The early signs suggest a growing realisation of the urgent need to tackle our global nature crisis, with increasing support for conserving 30% of the planet by 2030. Meanwhile, a recent landmark report commissioned by the UK government highlights how much our economies are embedded in nature and biodiversity, making a compelling case for transformative change to tackle deforestation, ocean pollution and collapsing wildlife populations.
Yet conservation of the world’s increasingly threatened freshwater fish appears to have slipped far down the list of decision-makers’ priorities. A major new report by WWF and 15 other global conservation groups demonstrates why it should be near the top.
Freshwater fish species are dazzlingly diverse and now total 18,075, accounting for more than half of known fish species and a quarter of vertebrate species on Earth. They are essential to the health of the world’s rivers, lakes and wetlands, and to human lives and livelihoods around the globe. Yet they remain undervalued and overlooked.
Often an afterthought in food security discussions, wild freshwater fisheries provide 200 million people with their primary source of animal protein, including vulnerable communities and indigenous people in Africa, Asia and Latin America. Asia accounts for two-thirds of the global wild freshwater catch, with China reporting the largest number worldwide.
It is hard to overstate the importance of this resource in many parts of the world. Africa’s Great Lakes alone produce more than one million tonnes of fish per year in a region where food security is a frequent challenge. If Cambodia’s extraordinarily productive freshwater fisheries failed, it would have to increase its pasture lands by 155% and crop lands by 59% to make up the nutrition shortfall, causing untold damage in the process.
It’s not just food security: fisheries also provide jobs for more than 60 million people, and are worth more than US$38 billion every year. If freshwater fish were a nation, it would be in the top 100 largest economies in the world. This doesn’t include the value of two large industries sustained by freshwater fish. The recreational fishing industry brings pleasure to hundreds of millions of anglers – including 90 million in China – and generates more than US$100 billion annually. And the trade in ornamental fish – the world’s most popular pets – generates US$15-30 billion.
Sadly, more than 80 freshwater fish species have already been declared extinct – including the Chinese paddlefish last year. Today, around one-third of all freshwater species are threatened with extinction. Populations of migratory fish have fallen by 76% since 1970, while the number of individuals from larger species – so called megafish – have crashed 94% in the same period.
Below the surface, out of sight and out of mind, freshwater fish are rapidly disappearing. The causes are human: from building on wetlands and floodplains, to poorly planned hydropower dams, over-extraction of water for agriculture, unsustainable fishing, pollution, invasive species, sand mining and climate change. They are down to our longstanding failure to factor rivers, lakes and wetlands into development decisions.

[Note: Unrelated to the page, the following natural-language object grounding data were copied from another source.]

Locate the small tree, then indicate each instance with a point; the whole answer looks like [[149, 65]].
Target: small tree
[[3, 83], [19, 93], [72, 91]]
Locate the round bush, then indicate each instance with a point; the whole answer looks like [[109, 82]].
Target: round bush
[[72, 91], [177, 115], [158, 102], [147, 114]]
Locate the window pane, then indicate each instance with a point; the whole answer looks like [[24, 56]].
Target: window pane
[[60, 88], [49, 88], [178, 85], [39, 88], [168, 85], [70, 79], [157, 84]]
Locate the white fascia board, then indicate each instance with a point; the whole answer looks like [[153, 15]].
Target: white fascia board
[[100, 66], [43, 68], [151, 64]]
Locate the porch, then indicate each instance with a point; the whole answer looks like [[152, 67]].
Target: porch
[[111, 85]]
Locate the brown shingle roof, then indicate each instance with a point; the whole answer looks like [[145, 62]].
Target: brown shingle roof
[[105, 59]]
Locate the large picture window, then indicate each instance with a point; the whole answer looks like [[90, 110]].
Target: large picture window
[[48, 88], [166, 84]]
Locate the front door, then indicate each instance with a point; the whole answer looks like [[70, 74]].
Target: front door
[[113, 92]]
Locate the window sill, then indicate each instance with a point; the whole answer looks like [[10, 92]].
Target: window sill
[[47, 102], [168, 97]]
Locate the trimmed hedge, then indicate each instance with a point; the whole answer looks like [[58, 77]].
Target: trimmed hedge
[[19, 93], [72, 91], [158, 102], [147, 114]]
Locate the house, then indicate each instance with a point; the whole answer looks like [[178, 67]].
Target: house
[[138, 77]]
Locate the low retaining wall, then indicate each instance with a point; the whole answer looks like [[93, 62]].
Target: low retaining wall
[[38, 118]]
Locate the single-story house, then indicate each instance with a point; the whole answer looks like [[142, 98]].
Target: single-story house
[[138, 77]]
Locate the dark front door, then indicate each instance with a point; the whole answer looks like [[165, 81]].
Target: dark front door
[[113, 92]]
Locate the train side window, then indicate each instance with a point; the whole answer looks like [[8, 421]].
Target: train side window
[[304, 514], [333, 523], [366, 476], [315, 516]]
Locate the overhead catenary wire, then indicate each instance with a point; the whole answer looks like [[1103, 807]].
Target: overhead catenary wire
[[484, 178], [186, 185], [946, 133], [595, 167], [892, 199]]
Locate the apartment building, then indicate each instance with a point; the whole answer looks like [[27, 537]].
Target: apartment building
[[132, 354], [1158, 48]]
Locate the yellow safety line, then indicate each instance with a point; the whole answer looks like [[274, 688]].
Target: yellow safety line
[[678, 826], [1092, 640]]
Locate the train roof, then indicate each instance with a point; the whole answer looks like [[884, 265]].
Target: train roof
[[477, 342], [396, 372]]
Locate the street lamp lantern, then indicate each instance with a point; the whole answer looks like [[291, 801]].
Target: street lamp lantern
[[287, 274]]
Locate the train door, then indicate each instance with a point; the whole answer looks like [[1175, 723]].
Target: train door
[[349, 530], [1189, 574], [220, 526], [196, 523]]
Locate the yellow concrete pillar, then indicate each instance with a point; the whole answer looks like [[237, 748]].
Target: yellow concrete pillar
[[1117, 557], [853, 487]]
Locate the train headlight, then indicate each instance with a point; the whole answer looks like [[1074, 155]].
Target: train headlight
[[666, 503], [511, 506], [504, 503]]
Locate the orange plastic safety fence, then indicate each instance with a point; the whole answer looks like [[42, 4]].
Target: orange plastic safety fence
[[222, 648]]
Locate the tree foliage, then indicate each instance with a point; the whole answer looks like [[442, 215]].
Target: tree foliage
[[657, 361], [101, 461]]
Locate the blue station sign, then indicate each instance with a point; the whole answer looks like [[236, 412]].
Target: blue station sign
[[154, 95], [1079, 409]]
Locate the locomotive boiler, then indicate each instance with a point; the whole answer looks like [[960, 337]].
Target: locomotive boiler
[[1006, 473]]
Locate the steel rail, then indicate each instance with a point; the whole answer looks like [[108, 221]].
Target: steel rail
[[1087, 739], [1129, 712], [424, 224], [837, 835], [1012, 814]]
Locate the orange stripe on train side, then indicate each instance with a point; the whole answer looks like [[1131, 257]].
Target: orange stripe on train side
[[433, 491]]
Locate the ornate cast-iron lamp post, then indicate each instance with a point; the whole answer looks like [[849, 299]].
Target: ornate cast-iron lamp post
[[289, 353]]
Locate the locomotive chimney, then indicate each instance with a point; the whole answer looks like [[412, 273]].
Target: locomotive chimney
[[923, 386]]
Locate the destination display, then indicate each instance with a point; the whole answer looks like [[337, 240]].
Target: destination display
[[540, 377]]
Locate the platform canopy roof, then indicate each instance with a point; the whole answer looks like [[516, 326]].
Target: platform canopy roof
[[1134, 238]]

Freshwater biodiversity is declining at twice the rate of that in our oceans or forests. Drastic change is needed but there’s good news – we already have the solutions. The world needs to secure an ambitious global biodiversity agreement later this year in Kunming, China, at the COP15 meeting of the UN Convention on Biological Diversity. Measures should be taken to let rivers flow more naturally; protect and restore critical habitats and species; reduce pollution levels; control the spread of non-native aquatic species; and end overfishing, destructive fishing and unsustainable sand mining. We will also need to protect the world’s remaining free-flowing rivers and remove obsolete dams and barriers.
Securing a comprehensive new deal for nature and people at COP15 will bring life back to our dying rivers, lakes and wetlands. It will also bring many freshwater fish populations back from the brink, securing food and jobs for hundreds of millions, safeguarding iconic species, and enhancing the health of the freshwater ecosystems that underpin so much well-being and prosperity.